The other day — after the calls and the fighting with the health insurance people and wrapping Pete’s pills in sliced low salt white meat turkey and rolling up a kitchen towel and shoving it beneath the dripping air conditioning unit and the sill and making sure that we have buckets of sparkling water in the house and explaining to my mother why she cannot go out during a severe heat advisory and then she calls me from the street — I found myself dumb-scrolling at two in the morning and there it was: a video of butterflies alighting on a large turtle’s head, drinking its tears.
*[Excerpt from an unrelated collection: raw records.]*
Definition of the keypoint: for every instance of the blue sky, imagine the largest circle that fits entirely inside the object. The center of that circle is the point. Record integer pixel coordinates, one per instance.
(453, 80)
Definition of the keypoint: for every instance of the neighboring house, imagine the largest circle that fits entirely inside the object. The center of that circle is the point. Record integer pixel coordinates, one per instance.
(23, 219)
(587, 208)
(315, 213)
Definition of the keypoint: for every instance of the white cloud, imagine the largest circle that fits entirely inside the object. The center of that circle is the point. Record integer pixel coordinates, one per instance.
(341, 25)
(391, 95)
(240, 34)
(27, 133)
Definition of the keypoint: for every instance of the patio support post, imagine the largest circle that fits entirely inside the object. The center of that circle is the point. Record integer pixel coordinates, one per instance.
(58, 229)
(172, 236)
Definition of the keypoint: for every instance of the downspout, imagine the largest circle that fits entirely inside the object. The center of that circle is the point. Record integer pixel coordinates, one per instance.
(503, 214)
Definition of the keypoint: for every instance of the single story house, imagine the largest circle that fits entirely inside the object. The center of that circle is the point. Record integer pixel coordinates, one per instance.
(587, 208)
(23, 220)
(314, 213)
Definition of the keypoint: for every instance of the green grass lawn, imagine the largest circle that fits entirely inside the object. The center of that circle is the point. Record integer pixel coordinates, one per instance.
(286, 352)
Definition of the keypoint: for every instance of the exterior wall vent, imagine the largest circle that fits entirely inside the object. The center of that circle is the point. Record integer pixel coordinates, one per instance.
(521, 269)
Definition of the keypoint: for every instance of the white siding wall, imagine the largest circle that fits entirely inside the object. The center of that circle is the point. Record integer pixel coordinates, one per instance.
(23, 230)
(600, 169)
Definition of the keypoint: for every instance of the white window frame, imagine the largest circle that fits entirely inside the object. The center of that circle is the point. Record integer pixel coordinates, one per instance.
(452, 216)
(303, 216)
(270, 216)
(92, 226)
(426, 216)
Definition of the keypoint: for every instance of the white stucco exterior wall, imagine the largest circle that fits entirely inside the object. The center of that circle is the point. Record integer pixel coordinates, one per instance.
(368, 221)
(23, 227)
This is a place of interdependence and commensalism and life at its most foundational; it doesn’t care about my air conditioning unit or my writing schedule or my fights with the insurance company or the fact that my mother is strolling around in the blazing heat, at 88 years old, carrying a tote bag full of old sheet music and ten copies of her CD, in case someone asks her to sing. It cannot be commodified, branded, packaged, milked, exploited.
An old woman with no hearing plays a C chord on a piano and can tell by putting her hand on the gleaming ebony that it needs to be tuned.
Butterflies drink the tears of turtles.
This is the ineffable, the mundane, the wondrous.
For just a moment, I could breathe again.
You probably didn’t mean to write this as a tribute to Sinead, but it is, indeed, my favorite of all the ones I’ve read today; all the ones I’ve read today, while avoiding my own silence. Thanks for the nudge.
No one writes like you...you always leave me in tears.